In this paper we present an introductory analysis of throughput scalability for update intensive workloads (such as measured by the TPC-C or TPC-W benchmarks) and how that scaling is limited by serialization effects in the software-hardware combination that comprises any platform.
The search for parallelism in commercial processing continues apace. Software enhancements for parallelism regularly appear in each of the commercial relational database management systems (RDBMS) such as: Oracle, Sybase, DB2, MSSQL.
Hardware vendors such as Sun Microsystems offer improved efficiencies in their existing shared memory platforms while others, such as: HP, IBM/Sequent, and SGI, offer ccNUMA or Non-Uniform Memory Architectures. Windows 2000 offers its own style of cluster solution [Sportak 1997].
The underlying motivation for this trend rests on the potential economics of scale offered by efficient parallelism. In this article we present an introductory analysis of throughput scalability for update-intensive workloads (such as measured by the TPC-C or TPC-W benchmarks) and how that scaling is limited by serialization effects in the software-hardware combination that comprises any platform.
There are three major hardware architectures that support varying degrees of parallelism [Buyya 1999]. These are commonly denoted as follows:
- Shared Memory - Comprises a single bus between a common, shared memory and multiple processors (often with local cache memories to further improve memory latency). A variant on this theme adds a small number of buses or memory modules. For most commercial applications it is important that available processor be able to do work. These platforms are referred to as “symmetric” multiprocessing or SMP. Most multiprocessors on the market are of this type.

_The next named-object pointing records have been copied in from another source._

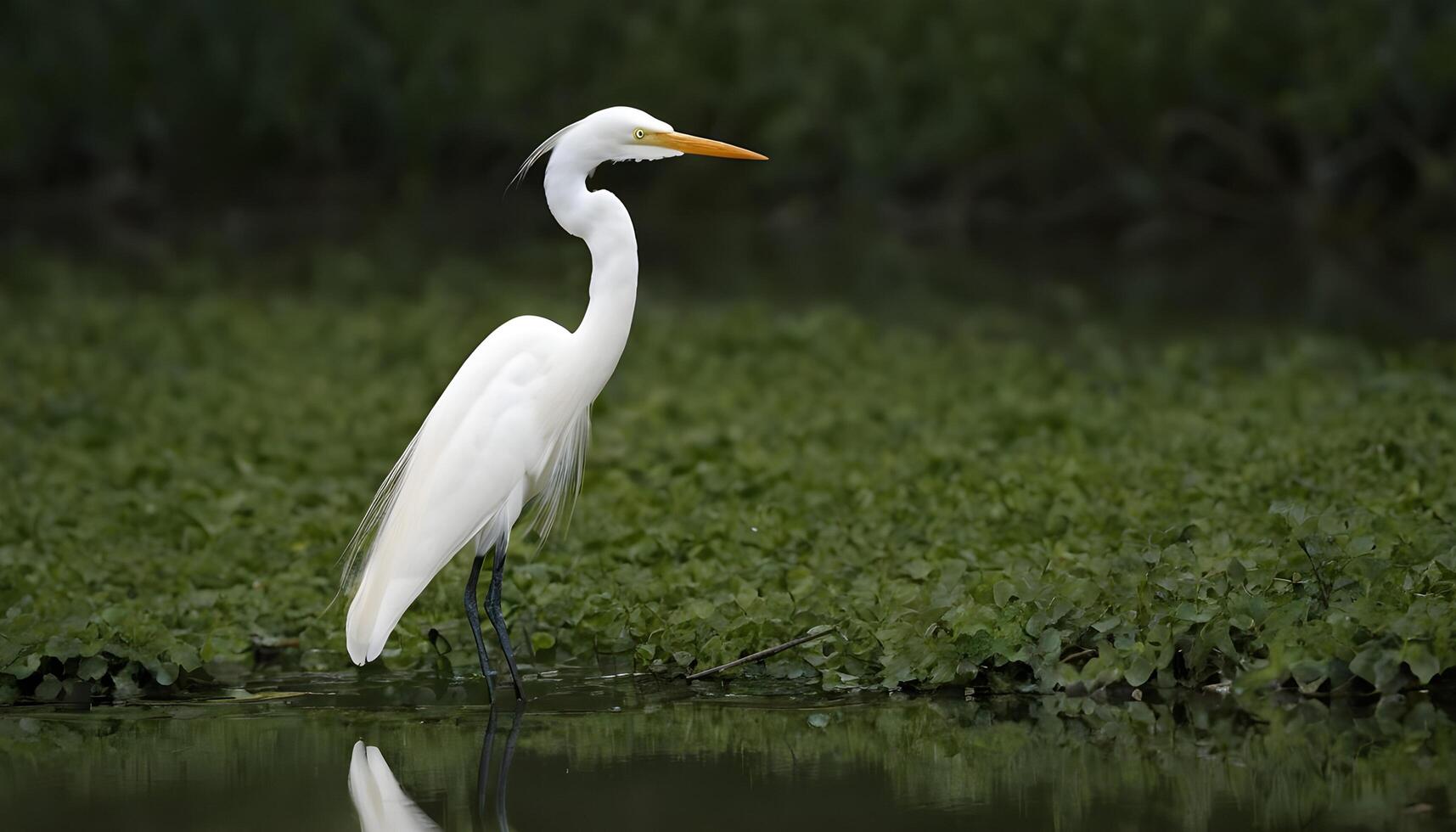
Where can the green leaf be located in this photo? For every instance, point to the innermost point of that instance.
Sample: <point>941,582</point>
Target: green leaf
<point>1421,662</point>
<point>92,667</point>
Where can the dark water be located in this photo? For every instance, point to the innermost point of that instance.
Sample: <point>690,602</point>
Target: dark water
<point>633,752</point>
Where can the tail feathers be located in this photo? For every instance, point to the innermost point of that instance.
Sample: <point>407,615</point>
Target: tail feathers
<point>399,567</point>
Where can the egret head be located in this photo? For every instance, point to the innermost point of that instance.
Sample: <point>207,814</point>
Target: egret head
<point>625,134</point>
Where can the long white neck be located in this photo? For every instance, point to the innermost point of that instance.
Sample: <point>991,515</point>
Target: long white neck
<point>600,219</point>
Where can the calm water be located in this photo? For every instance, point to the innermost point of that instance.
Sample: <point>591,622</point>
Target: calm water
<point>632,752</point>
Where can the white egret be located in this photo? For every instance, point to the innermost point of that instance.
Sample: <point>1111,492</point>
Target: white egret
<point>511,427</point>
<point>378,797</point>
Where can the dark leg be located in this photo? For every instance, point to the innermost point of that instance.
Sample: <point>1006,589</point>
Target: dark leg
<point>492,608</point>
<point>474,616</point>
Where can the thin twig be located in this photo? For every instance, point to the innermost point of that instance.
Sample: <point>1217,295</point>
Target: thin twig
<point>1319,579</point>
<point>761,655</point>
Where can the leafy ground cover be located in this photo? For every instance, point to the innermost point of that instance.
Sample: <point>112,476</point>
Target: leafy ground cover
<point>987,502</point>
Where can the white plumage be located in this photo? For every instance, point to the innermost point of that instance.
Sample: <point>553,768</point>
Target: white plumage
<point>511,426</point>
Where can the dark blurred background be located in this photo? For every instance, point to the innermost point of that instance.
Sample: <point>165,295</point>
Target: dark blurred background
<point>1244,158</point>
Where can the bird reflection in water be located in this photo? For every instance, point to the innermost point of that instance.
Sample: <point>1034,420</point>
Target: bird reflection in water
<point>383,806</point>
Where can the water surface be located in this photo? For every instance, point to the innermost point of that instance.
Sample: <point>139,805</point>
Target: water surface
<point>635,752</point>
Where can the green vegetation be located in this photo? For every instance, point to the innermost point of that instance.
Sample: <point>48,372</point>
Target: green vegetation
<point>1144,117</point>
<point>991,500</point>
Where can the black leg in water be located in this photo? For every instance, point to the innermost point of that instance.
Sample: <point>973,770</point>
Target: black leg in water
<point>484,775</point>
<point>474,616</point>
<point>505,764</point>
<point>492,610</point>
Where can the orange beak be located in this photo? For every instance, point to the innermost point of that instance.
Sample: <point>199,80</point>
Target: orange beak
<point>700,146</point>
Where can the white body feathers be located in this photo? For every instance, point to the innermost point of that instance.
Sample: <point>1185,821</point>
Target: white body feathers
<point>511,426</point>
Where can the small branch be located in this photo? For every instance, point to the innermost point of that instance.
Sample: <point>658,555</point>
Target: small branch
<point>761,655</point>
<point>1319,579</point>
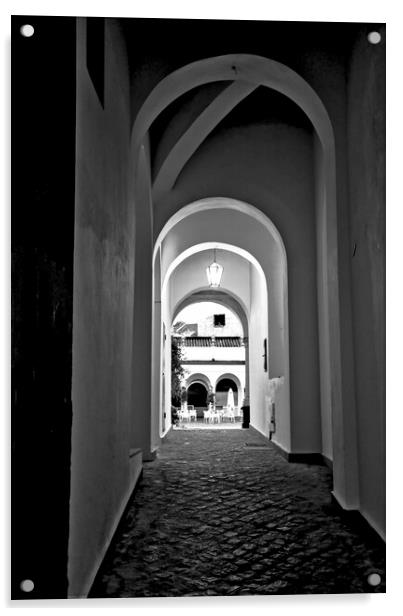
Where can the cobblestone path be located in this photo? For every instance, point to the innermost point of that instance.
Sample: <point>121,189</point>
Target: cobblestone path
<point>222,513</point>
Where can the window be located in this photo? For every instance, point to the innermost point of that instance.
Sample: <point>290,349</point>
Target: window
<point>219,320</point>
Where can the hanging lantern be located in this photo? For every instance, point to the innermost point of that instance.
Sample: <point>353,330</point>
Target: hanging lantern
<point>214,273</point>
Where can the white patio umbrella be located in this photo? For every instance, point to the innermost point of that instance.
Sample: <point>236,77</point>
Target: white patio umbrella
<point>230,399</point>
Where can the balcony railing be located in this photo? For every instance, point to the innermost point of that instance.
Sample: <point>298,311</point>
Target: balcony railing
<point>211,341</point>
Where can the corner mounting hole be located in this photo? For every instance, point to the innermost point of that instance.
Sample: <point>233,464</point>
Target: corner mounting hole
<point>27,30</point>
<point>27,585</point>
<point>374,579</point>
<point>374,38</point>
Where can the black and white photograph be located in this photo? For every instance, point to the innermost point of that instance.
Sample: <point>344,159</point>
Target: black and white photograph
<point>198,322</point>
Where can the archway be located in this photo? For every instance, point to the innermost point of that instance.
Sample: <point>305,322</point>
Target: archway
<point>223,385</point>
<point>333,386</point>
<point>197,395</point>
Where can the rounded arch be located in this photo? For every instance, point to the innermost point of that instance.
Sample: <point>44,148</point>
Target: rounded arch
<point>232,377</point>
<point>199,377</point>
<point>223,203</point>
<point>264,71</point>
<point>222,386</point>
<point>204,246</point>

- Shared Disk - Here, disk storage is shared between multiple SMPs to improve availability (not necessarily performance). A common implementation involves just two SMP nodes sharing a set of dual-ported disks to remove the single point of failure.
- Shared Nothing- Typically refers to an architecture where each node possesses its own complement of memory, disk, and CPU. This is actually a misnomer. If there was truly no sharing going on, there would be no need for a high-speed network to interconnect each of the processing nodes. The intent is that the interconnect network be the least utilized subsystem. But, as we shall see, that is not written in stone! The degree of sharing between the processing nodes is also a function of the application running on them (see the section called Grains of Parallelism).

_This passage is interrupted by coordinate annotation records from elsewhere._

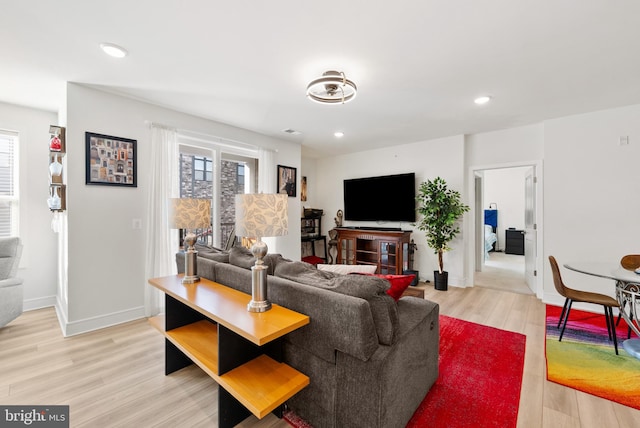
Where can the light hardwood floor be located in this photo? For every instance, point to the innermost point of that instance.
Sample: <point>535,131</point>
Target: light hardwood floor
<point>115,377</point>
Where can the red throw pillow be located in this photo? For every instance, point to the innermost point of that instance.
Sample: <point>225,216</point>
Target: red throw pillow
<point>399,283</point>
<point>314,260</point>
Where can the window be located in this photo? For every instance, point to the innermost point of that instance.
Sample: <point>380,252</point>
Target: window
<point>9,202</point>
<point>218,171</point>
<point>240,178</point>
<point>202,169</point>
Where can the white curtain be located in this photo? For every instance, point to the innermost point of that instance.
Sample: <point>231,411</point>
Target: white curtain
<point>162,242</point>
<point>266,171</point>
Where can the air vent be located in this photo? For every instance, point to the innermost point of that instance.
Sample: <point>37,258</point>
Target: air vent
<point>291,131</point>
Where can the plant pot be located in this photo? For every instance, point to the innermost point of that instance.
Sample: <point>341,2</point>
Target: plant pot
<point>440,280</point>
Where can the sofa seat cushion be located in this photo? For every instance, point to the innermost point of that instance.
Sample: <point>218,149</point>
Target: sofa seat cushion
<point>372,289</point>
<point>347,269</point>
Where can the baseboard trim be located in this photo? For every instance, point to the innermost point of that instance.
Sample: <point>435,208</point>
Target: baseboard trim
<point>39,303</point>
<point>74,328</point>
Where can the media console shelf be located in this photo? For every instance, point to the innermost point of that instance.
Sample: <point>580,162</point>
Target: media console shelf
<point>208,324</point>
<point>388,250</point>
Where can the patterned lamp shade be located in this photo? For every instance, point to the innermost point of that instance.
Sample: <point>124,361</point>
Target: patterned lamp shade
<point>261,215</point>
<point>189,213</point>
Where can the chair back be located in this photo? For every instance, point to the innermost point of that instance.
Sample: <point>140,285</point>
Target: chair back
<point>10,252</point>
<point>630,261</point>
<point>557,278</point>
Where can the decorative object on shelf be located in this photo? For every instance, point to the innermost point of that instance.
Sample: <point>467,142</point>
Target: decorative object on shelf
<point>332,88</point>
<point>54,200</point>
<point>55,144</point>
<point>57,195</point>
<point>287,180</point>
<point>55,168</point>
<point>333,245</point>
<point>303,189</point>
<point>412,248</point>
<point>338,218</point>
<point>441,208</point>
<point>110,161</point>
<point>190,214</point>
<point>259,216</point>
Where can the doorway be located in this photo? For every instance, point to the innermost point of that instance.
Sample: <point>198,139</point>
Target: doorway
<point>505,195</point>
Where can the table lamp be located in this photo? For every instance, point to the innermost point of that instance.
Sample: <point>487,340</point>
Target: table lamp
<point>259,216</point>
<point>190,214</point>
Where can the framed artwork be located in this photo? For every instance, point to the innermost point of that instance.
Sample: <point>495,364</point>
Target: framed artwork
<point>287,180</point>
<point>110,161</point>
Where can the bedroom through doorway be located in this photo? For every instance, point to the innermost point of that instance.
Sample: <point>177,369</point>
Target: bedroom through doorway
<point>501,216</point>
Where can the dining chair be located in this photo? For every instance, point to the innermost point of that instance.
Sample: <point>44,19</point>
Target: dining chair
<point>572,295</point>
<point>628,262</point>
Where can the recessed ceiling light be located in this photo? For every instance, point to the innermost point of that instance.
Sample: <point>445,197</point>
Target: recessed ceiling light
<point>113,50</point>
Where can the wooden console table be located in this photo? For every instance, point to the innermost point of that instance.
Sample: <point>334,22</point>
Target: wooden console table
<point>208,324</point>
<point>388,250</point>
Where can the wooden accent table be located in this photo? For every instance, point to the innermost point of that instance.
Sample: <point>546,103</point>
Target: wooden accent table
<point>208,324</point>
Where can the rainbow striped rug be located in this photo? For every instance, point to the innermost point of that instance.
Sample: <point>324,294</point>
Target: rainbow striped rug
<point>585,359</point>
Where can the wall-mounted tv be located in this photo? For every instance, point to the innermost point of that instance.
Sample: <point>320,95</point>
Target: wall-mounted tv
<point>383,198</point>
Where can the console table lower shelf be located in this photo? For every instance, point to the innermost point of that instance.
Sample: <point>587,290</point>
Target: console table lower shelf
<point>239,350</point>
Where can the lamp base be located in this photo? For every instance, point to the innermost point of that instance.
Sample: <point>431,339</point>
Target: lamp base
<point>259,302</point>
<point>261,306</point>
<point>191,279</point>
<point>190,266</point>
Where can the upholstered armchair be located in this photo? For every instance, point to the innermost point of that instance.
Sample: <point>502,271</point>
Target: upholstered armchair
<point>11,292</point>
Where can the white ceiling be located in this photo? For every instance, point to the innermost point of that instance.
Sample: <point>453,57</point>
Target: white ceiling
<point>418,64</point>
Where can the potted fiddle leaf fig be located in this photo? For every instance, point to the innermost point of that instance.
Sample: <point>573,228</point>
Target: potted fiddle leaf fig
<point>440,209</point>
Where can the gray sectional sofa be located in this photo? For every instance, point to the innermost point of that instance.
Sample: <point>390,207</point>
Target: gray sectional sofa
<point>370,360</point>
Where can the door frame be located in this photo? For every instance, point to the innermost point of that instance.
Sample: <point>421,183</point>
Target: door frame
<point>472,244</point>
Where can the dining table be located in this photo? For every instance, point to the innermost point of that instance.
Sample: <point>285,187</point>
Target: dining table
<point>627,288</point>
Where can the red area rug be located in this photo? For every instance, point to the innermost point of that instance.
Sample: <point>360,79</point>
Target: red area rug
<point>586,360</point>
<point>479,383</point>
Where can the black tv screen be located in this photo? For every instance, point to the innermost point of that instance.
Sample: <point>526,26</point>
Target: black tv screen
<point>384,198</point>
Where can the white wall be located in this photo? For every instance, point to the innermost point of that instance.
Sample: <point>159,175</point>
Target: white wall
<point>592,189</point>
<point>106,255</point>
<point>38,266</point>
<point>505,188</point>
<point>428,159</point>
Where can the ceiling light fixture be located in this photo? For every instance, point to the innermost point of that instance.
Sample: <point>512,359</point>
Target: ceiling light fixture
<point>332,88</point>
<point>113,50</point>
<point>482,100</point>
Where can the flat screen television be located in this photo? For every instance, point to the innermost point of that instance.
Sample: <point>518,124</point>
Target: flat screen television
<point>383,198</point>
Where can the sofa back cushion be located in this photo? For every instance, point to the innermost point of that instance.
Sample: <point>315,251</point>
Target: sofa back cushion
<point>372,289</point>
<point>337,322</point>
<point>242,257</point>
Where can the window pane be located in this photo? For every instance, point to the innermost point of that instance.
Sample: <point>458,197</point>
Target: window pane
<point>5,219</point>
<point>6,165</point>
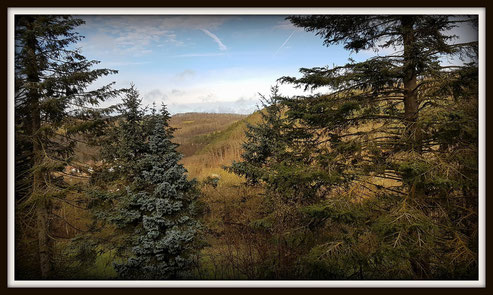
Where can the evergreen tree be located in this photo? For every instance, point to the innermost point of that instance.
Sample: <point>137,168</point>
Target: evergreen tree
<point>145,193</point>
<point>52,107</point>
<point>396,177</point>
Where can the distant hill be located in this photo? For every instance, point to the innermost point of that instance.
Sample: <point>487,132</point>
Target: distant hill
<point>192,125</point>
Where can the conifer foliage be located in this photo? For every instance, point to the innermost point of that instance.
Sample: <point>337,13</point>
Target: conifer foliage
<point>52,109</point>
<point>381,171</point>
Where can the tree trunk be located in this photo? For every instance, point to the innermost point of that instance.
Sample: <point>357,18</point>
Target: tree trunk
<point>42,225</point>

Another version of the shared-nothing architecture is NOWs (Networks of Workstations) or Peer-to-Peer file sharing. The latter is the kind of point-to-point file distribution that was being done between PCs via Web-based services such as Napster.com. In that case, the entire internet is the interconnect network. However, one needs to keep in mind that relatively little computation is done in file sharing services. The current commercial database architectures are not scalable on Peer-to-Peers platforms, so we shall not discuss them any further here.
The actual topology of the processor interconnect network varies considerably across currently available server platforms. For example. The optimal interconnect topology for OLTP or other database workloads is not probably known.
In contrast to SMP architectures where the memory bus bandwidth remains fixed as processors are added, the salient point about clusters is that shared nothing architectures add more bandwidth as more processing nodes are added to the system. This concept is shown very schematically in Figure 1.
In several cases, we have cluster vendors that originally established themselves in the scientific and engineering marketplace - which includes funding from military sources. As this funding for parallel “number crunchers” dries up, those vendors are under increasing pressure to position their platforms as “parallel” database machines for commercial applications. Capacity planners need to be aware of this syndrome and recognize that clusters which demonstrate excellent performance running the Linpack or Livermore Loops scientific benchmarks will not necessarily demonstrate comparable OLTP performance. Compared to database applications, scientific code is simpler, the working sets are much smaller, and the amount of data sharing is easier to minimize. We will formalize this point shortly.
Economies of Scale
The same commodity pressures we see shaping the open systems marketplace (i.e., proprietary systems arc ultimately too expensive when compared with open systems) will share the migration to parallel systems. In the “plug-and-play” game of open systems. the consumer can choose platforms and applications from independent vendors at competitive prices. The paradox is that coherent performance management tends to be a casualty of this migration process. Indeed, the future ain’t what it used to be!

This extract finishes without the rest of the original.